What is a “Super-Duper-Flower-Saving-Turkey-Baster-Power-Pumper” you might ask. The answer to this and many more intriguing questions can be found in The Curious Adventures of Sydney and Symon in: Water Wonders, an original chapter book for children ages 6-8 created by Reading Is Fundamental (RIF), the nation’s largest children’s literacy nonprofit, the National Writing Project (NWP) and FableVision, Inc, an educational media developer and K12 software publisher. This exciting new children’s book encourages learning and exploration through reading and writing while adhering to key K-4 National Science Standards and encouraging critical thinking, collaboration, communication and creativity.

Water Wonders stars young sibling scientists Sydney and Symon, as they “show what they know” in their science and engineering explorations. Through the use of talking, listening, reading, writing and drawing, the siblings embody the STEAM approach, which aims to introduce the arts to STEM education. STEAM is a way to invite more learners to use creative ways to express their STEM learning and encourage original and creative thinking.

Along with its irresistible characters and engaging storyline, Water Wonders also encourages young scientists and engineers through its demonstration of wondering, questioning, predicting, planning and observing. A much enjoyed addition to the story itself is a section of the book that is filled with Science Activities, an Answers and Explanations page that divulges the secrets behind the activities it encompasses and an area that lists how to Find Out More that allows for excited readers to extend their STEM learning.

The Curious Adventures of Sydney and Symon in: Water Wonders was first printed and distributed by RIF and NWP to schools and programs nationwide in disadvantaged communities.
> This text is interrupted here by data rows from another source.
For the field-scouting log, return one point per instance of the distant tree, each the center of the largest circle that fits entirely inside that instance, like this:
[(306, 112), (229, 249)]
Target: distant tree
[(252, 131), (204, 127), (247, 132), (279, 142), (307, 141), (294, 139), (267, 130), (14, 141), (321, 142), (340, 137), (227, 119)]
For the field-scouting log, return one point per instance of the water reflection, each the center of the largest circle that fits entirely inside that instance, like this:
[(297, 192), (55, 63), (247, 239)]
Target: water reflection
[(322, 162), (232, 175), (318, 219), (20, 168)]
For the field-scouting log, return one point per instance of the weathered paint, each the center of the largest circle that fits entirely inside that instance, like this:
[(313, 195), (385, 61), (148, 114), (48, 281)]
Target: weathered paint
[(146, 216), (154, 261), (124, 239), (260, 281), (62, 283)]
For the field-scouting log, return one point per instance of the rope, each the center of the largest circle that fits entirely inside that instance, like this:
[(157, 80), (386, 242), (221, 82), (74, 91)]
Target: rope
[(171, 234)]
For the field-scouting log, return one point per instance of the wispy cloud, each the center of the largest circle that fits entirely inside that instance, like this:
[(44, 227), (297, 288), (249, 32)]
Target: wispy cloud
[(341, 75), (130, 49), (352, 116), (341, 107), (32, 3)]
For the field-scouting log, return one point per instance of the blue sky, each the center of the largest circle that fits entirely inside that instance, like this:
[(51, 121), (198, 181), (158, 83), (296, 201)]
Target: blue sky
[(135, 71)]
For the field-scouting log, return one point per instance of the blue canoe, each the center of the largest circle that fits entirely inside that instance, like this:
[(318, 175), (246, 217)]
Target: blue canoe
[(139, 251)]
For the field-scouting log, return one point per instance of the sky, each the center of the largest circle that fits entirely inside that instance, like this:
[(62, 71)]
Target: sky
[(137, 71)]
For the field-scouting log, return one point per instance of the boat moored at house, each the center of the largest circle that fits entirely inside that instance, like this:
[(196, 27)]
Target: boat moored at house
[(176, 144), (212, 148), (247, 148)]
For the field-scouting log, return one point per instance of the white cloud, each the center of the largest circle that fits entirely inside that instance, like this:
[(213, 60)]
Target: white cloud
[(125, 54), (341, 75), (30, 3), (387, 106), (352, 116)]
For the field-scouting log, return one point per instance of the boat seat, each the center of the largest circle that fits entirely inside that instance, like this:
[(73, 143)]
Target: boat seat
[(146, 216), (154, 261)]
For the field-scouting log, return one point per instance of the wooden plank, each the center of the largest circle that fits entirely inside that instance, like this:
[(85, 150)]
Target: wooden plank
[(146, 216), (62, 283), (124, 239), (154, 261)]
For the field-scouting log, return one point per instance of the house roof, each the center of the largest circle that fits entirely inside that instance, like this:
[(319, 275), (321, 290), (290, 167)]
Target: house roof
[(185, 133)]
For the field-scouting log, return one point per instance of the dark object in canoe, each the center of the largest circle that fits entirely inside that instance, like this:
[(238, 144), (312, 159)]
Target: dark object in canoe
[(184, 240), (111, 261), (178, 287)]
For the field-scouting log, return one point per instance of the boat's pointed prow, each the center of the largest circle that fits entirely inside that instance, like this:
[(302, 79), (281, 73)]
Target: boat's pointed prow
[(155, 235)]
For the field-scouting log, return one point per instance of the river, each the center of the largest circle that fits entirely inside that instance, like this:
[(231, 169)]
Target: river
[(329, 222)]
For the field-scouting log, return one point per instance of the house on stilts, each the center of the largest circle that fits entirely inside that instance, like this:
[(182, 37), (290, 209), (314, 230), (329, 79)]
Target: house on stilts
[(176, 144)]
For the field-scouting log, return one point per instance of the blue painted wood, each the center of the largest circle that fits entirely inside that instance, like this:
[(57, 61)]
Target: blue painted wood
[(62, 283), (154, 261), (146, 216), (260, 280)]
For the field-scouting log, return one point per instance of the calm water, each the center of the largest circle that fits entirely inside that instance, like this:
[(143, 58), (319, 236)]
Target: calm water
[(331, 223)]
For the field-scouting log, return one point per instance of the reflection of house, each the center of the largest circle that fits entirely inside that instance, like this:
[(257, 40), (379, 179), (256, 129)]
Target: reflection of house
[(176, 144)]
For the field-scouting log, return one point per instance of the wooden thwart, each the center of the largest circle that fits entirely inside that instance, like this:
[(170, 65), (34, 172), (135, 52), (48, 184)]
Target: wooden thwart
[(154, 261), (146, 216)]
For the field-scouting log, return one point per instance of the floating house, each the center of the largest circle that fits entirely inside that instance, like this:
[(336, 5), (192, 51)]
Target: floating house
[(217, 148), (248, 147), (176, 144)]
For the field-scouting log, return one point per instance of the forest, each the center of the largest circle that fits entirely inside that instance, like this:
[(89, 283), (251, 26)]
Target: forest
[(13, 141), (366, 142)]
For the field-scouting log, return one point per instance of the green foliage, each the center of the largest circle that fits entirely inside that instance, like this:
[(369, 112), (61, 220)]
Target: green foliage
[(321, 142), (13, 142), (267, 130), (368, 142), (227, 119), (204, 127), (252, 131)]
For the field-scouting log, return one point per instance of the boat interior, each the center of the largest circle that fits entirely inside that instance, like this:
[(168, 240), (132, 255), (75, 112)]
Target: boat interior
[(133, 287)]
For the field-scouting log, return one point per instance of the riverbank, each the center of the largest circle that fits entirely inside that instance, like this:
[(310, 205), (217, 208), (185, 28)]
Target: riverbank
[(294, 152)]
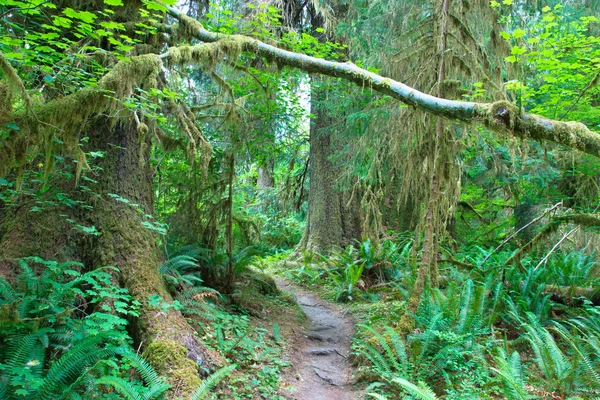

It is now available for the general public as a free download in either English or Spanish at Check it out and find out what a “Super-Duper-Flower-Saving-Turkey-Baster-Power-Pumper” really is!

Encourage STEM Education Through Video Games

April 14, 2011

Students from across the nation have recently been recognized for their original video game designs at the first annual National STEM Video Game Challenge.  Inspired by the Educate to Innovate Campaign, President Obama’s Initiative to promote a renewed focus on Science, Technology, Engineering, and Math (STEM) education, The National STEM Video Game Challenge aims to motivate interest in STEM learning among America’s youth by tapping students’ natural passions for playing and making video games. 


The first year of the challenge featured competitions for students and developers.  Twelve students from across the U.S in grades 5 – 8 were selected as winners of the Youth Prize for their original game designs.  The Youth Prize winners were selected from a group of over 500 entries for their ability to use STEM concepts to design engaging, innovative and well-balanced games.   The students will receive an EMD-based laptop computer and educational software.  A cash prize of $2000 will also be awarded to their school or a non-profit organization of their choice. 

The organizations outreach partners believe that the process of making video games isn’t just fun, it can help you develop valuable skills our country needs – skills like critical thinking, problem solving, and creative design.